Nesse sentido, para o analista, a novidade do discurso de Carney, ou a razão pela qual foi tão bem recebido pela imprensa e, em geral, no discurso público, deve-se ao fato de ter sido proferido por uma "potência média" e, particularmente, "por uma figura que faz parte integrante do establishment".
"Mark Carney é banqueiro, ex-profissional do Goldman Sachs, o que significa que conhece e faz parte do sistema financeiro internacional", observa, acrescentando que "é daí que vem, em parte, o impacto", já que ele é um "igual".
Por outro lado, o especialista acredita que a recepção positiva do discurso pode ser interpretada à luz da crise de identidade da Europa, "que luta para encontrar seu lugar no mundo com todas as mudanças em curso".
"Eles estão passando por uma crise porque já não têm a relevância que talvez tivessem no início do milênio, quando eles e os Estados Unidos ditavam a política internacional", reflete Jaimes.
Nesse sentido, o especialista argumenta que, embora o Canadá não faça parte estritamente da Europa, é um membro da comunidade internacional que aceitou e se beneficiou do consenso global.

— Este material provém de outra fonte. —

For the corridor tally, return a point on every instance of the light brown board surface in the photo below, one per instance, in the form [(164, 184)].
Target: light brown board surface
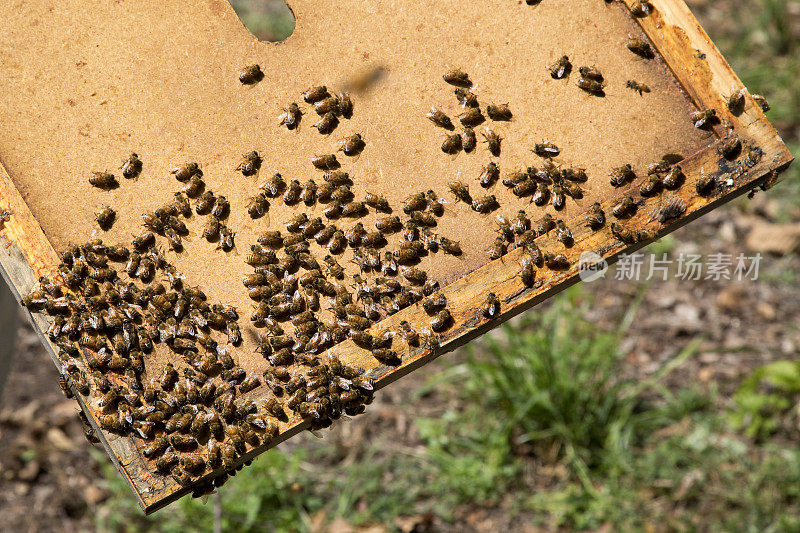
[(85, 83)]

"Para alguém do mesmo nível que ele, falar em termos tão contundentes sobre a mudança histórica que estamos vivenciando e o papel minoritário que os países europeus e o Canadá desempenham nesse contexto, acho que foi isso que os abalou e que teve tanta repercussão", observa o especialista.

"Eles sabiam que o sistema multilateral dependia, em última análise, da vontade deles, mas se submeteram enquanto se beneficiavam, e agora que deixaram de se beneficiar, estão fazendo essa confissão", explica o especialista.
"Eles gostariam de continuar se beneficiando desse sistema hipócrita, mas quando ele se volta contra eles, precisam recorrer à Europa" para assumir um papel de liderança na formação da nova ordem global, conclui Prado Jaimes.